Semantic accuracy (correct_answer/total_answers) is computed.

The output file is a CSV file for each file_as_gold_standard with header:

  • task_name : Semantic Analogies
  • top_k : the actual value of top_k
  • right_answers : the actual value
  • tot_answers : the actual value
  • accuracy : correct_answer/total_answers

Reference

The used dataset, the procedure and the output metric is based on Word2vec evaluation


Summary

Task Classification Regression Clustering Semantic Analogies Document Similarity Entity Relatedness
Input - - distance function analogy function distance function distance function
Gold standard Cities Metacritic movies Matacritic albums AAUP Forbes Cities Metacritic movies Matacritic albums AAUP Forbes 1.Cities Metacritic movies Matacritic albums AAUP Forbes 2.Cities and Countries 3. Football Dataset provided by WORD2vec LP50 KORE
Methods and configurations GaussianNB K-NN k=3 SVM with C in {10^-3, 10^-2, 0.1, 1, 10, 10^2, 10^3 } C45 LR M5 K-NN k=3 k-means, agglomerative clustering, ward hierarchical clustering, spectral clustering      
Evaluation metric accuracy root mean squared error adjusted rand index, adjusted mutual info score, fowlkes mallows score, homogeneity score, completeness score, v measure score accuracy Pearson score, Spearman score and their harmonic mean kendall tau correlation

Structure of the project

(./img/structureFramework.png)

main.py instantiates the distance function to measure how much two vectors are distant and the analogy function used in Semantic Analogies task.

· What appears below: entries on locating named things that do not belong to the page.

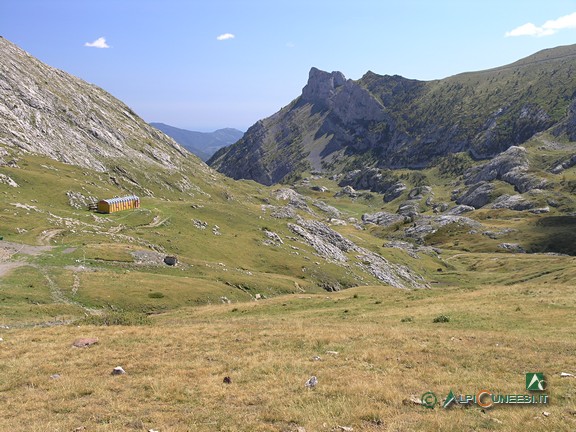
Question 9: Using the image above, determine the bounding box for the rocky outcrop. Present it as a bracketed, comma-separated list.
[404, 215, 482, 243]
[288, 218, 427, 289]
[444, 205, 476, 216]
[209, 46, 576, 184]
[362, 212, 407, 227]
[338, 168, 406, 202]
[492, 195, 538, 211]
[456, 182, 494, 209]
[550, 154, 576, 174]
[0, 37, 213, 195]
[464, 146, 546, 193]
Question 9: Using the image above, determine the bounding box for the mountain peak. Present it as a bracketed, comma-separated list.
[302, 67, 346, 103]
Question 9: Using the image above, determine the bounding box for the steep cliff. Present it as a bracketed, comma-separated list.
[208, 45, 576, 184]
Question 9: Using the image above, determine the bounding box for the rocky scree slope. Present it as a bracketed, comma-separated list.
[208, 45, 576, 185]
[0, 37, 211, 195]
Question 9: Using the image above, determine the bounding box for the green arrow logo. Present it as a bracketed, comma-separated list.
[442, 389, 456, 408]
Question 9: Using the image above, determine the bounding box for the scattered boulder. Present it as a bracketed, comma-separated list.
[396, 200, 420, 219]
[498, 243, 526, 253]
[264, 229, 284, 245]
[530, 206, 550, 214]
[492, 195, 536, 211]
[550, 154, 576, 174]
[304, 376, 318, 388]
[362, 212, 406, 227]
[271, 188, 314, 214]
[456, 181, 494, 209]
[0, 174, 19, 187]
[192, 219, 208, 229]
[464, 146, 546, 192]
[432, 204, 456, 213]
[338, 168, 406, 202]
[445, 204, 476, 216]
[408, 186, 432, 200]
[111, 366, 126, 375]
[164, 255, 178, 266]
[384, 182, 406, 202]
[334, 186, 360, 198]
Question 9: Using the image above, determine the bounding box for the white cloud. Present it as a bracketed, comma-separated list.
[505, 12, 576, 37]
[84, 37, 110, 48]
[216, 33, 236, 40]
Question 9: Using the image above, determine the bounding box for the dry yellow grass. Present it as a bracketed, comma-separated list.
[0, 285, 576, 432]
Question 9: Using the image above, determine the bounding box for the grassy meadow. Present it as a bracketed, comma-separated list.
[0, 143, 576, 432]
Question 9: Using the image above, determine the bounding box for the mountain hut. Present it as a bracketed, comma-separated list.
[97, 195, 140, 213]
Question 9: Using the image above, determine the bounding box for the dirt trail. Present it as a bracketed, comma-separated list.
[140, 216, 170, 228]
[0, 241, 52, 277]
[37, 228, 64, 246]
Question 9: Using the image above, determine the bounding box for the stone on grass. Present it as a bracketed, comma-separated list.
[112, 366, 126, 375]
[164, 255, 178, 266]
[304, 376, 318, 388]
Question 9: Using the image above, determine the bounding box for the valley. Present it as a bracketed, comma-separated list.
[0, 39, 576, 432]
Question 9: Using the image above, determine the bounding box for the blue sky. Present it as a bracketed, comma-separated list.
[0, 0, 576, 131]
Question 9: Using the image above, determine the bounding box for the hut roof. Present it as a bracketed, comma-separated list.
[102, 195, 140, 204]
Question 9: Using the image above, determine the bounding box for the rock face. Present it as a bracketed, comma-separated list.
[288, 218, 427, 290]
[464, 146, 546, 193]
[338, 168, 406, 202]
[0, 37, 210, 195]
[208, 46, 576, 184]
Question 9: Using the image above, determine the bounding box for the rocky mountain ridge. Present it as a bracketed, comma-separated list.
[208, 45, 576, 184]
[0, 38, 211, 199]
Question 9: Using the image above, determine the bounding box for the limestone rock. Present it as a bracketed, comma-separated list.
[444, 205, 476, 216]
[492, 195, 536, 211]
[464, 146, 546, 192]
[456, 181, 494, 209]
[550, 152, 576, 174]
[362, 212, 406, 227]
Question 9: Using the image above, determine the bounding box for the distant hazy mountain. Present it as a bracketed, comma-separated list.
[150, 123, 244, 161]
[208, 45, 576, 185]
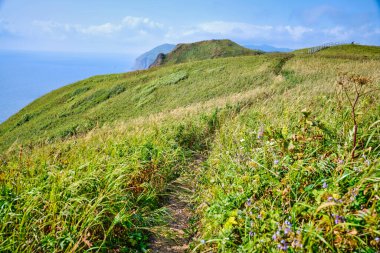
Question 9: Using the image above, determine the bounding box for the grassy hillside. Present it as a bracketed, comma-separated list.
[0, 43, 380, 252]
[292, 44, 380, 59]
[150, 40, 261, 66]
[0, 55, 284, 151]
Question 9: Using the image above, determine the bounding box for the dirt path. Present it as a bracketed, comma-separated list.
[149, 157, 204, 253]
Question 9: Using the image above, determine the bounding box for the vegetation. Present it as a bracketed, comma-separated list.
[151, 40, 261, 65]
[0, 41, 380, 252]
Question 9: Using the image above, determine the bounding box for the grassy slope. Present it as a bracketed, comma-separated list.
[0, 44, 380, 252]
[0, 55, 283, 151]
[151, 40, 260, 65]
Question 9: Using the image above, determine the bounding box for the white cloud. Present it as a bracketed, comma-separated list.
[278, 25, 313, 40]
[122, 16, 164, 29]
[33, 16, 164, 36]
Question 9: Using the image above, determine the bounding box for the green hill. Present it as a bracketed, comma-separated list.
[152, 40, 261, 66]
[293, 44, 380, 58]
[0, 42, 380, 252]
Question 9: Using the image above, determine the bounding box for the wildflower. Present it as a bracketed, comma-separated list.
[277, 240, 288, 251]
[257, 126, 264, 139]
[292, 239, 303, 249]
[332, 214, 344, 225]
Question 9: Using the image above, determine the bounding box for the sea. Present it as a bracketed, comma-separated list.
[0, 51, 135, 123]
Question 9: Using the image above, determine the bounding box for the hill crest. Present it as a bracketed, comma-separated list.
[150, 39, 262, 67]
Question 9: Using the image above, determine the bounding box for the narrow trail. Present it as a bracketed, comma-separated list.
[149, 157, 205, 253]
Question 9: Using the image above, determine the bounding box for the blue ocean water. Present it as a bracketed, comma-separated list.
[0, 51, 134, 123]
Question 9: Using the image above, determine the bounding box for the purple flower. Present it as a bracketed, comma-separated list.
[257, 126, 264, 139]
[277, 240, 288, 251]
[331, 214, 344, 225]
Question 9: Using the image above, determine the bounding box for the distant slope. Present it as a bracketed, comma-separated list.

It manages the parameters and instantiates the evaluator_manager.

The evaluator_manager.py reads the vectors file, runs all the tasks sequentially or in parallel and creates the output directory calling it results_\_.

Each task is in a separate folder and each of them is costituted by: a manager that supervises the work and organizes the output, a data_manager that reads the files used as gold standard and merges them with the actual vectors, a model that computes the task and provides the output to the manager.